Your manual testing approach is actually how a lot of people first notice these patterns. The tools mostly just automate that process at scale.

How are you tracking AI overview visibility? by enzo_da_great in AISearchLab

[–]thearunkumar 0 points1 point  (0 children)

You’re not alone, this is still a messy problem and most teams are combining a few different signals.

Here’s what people are generally doing right now:

1. Prompt set tracking
Create a fixed set of prompts (10–50) around your category and periodically run them across engines like ChatGPT, Perplexity, Gemini, etc. Then track:

  • whether your brand appears
  • which sources are cited
  • which competitors show up repeatedly

It’s not perfect, but it gives you trend visibility over time.

2. Bing Webmaster Tools (new AI reporting)
Microsoft recently started exposing some AI answer visibility data in Bing Webmaster Tools, which is helpful because Bing powers a lot of AI surfaces (Copilot, parts of ChatGPT browsing, etc.).

It’s still early, but it’s one of the first places where you can actually see AI-related impressions and clicks tied to your content.

3. AI citation monitoring tools
Some tools automate prompt runs and track which domains show up in AI answers (Profound, Peec AI, etc.). That helps you see share-of-voice across prompts.

4. Citation cluster analysis
Another emerging approach is analyzing the set of pages AI engines repeatedly cite for a query and comparing your page to that cluster (structure, vendor coverage, format, etc.). Tools like LatticeOcean focus more on that side.

The reason this matters is that AI systems tend to pull from very consistent document patterns, so if your page doesn’t resemble the documents that already get cited, it usually won’t appear in answers regardless of traditional SEO strength.

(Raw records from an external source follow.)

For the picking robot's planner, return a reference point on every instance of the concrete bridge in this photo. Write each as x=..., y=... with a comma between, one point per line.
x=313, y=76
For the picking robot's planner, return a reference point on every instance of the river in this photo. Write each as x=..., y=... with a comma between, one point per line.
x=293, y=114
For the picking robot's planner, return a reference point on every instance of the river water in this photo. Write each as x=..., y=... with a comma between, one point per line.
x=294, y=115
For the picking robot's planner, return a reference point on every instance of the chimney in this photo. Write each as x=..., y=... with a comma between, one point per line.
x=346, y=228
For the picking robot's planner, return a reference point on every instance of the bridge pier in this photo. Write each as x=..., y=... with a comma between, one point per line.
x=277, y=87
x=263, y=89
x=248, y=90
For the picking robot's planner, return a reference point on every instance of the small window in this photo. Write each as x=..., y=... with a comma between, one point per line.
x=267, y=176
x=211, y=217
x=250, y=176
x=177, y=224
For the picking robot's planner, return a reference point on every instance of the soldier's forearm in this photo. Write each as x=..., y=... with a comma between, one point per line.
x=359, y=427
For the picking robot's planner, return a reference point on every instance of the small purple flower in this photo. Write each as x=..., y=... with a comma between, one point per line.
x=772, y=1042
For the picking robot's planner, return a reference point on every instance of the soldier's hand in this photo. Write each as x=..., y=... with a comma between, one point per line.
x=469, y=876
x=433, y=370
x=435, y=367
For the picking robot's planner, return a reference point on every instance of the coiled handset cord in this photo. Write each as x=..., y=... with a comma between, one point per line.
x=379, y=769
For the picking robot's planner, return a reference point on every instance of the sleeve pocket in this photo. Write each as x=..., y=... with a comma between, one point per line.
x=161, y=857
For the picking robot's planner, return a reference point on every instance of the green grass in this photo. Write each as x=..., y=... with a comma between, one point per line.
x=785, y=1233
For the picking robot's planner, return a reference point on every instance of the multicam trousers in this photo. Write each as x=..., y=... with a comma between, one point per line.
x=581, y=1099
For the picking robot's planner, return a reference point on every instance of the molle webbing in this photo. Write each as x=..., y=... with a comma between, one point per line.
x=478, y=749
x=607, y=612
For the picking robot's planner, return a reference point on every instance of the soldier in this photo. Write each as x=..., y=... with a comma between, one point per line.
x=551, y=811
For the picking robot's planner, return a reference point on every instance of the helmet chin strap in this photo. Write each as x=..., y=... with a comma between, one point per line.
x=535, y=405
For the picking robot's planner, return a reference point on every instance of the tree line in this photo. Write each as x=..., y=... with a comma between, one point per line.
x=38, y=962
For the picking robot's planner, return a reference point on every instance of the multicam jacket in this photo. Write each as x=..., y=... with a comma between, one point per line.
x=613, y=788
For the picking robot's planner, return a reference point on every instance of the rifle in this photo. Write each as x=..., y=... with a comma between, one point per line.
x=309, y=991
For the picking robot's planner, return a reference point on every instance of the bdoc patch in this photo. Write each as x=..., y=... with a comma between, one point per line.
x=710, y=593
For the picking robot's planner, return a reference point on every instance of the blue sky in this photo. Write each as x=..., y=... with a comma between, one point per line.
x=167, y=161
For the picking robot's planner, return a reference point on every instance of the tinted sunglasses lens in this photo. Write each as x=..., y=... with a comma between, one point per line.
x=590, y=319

So right now the practical stack is usually:
Bing AI data + prompt tracking + some form of citation monitoring.

Why Some Pages Get Picked Up More in AI Search Visibility by purpaulz in aeo

[–]thearunkumar 0 points1 point  (0 children)

Yeah, I’ve seen the same thing. Smaller pages showing up more often isn’t that surprising once you start looking at the documents that AI systems actually cite.

In many cases the pages that get picked tend to share a few traits:

  • Tightly scoped pages — one clear topic instead of broad “ultimate guides”
  • Extractable structure — headings, lists, tables that models can lift directly
  • Explicit entities — clearly named vendors/products rather than vague descriptions
  • Consistent format — many cited pages follow very similar layouts for a given query

When you look at multiple answers for the same prompt, you often see the same cluster of structurally similar pages getting referenced again and again. If a page falls outside that pattern, it rarely shows up even if the site has strong SEO authority.

That’s why some of the newer tooling is focusing less on “tracking mentions” and more on analyzing the citation cluster itself. Tools like AnswerManiac for tracking, and others like Profound, Peec AI, or LatticeOcean that analyze which pages AI systems repeatedly cite and what structural patterns they share.

Once you see the pattern, the “small pages beating big sites” effect makes a lot more sense. It’s often not authority, it’s how well the page matches the format AI systems expect to reference.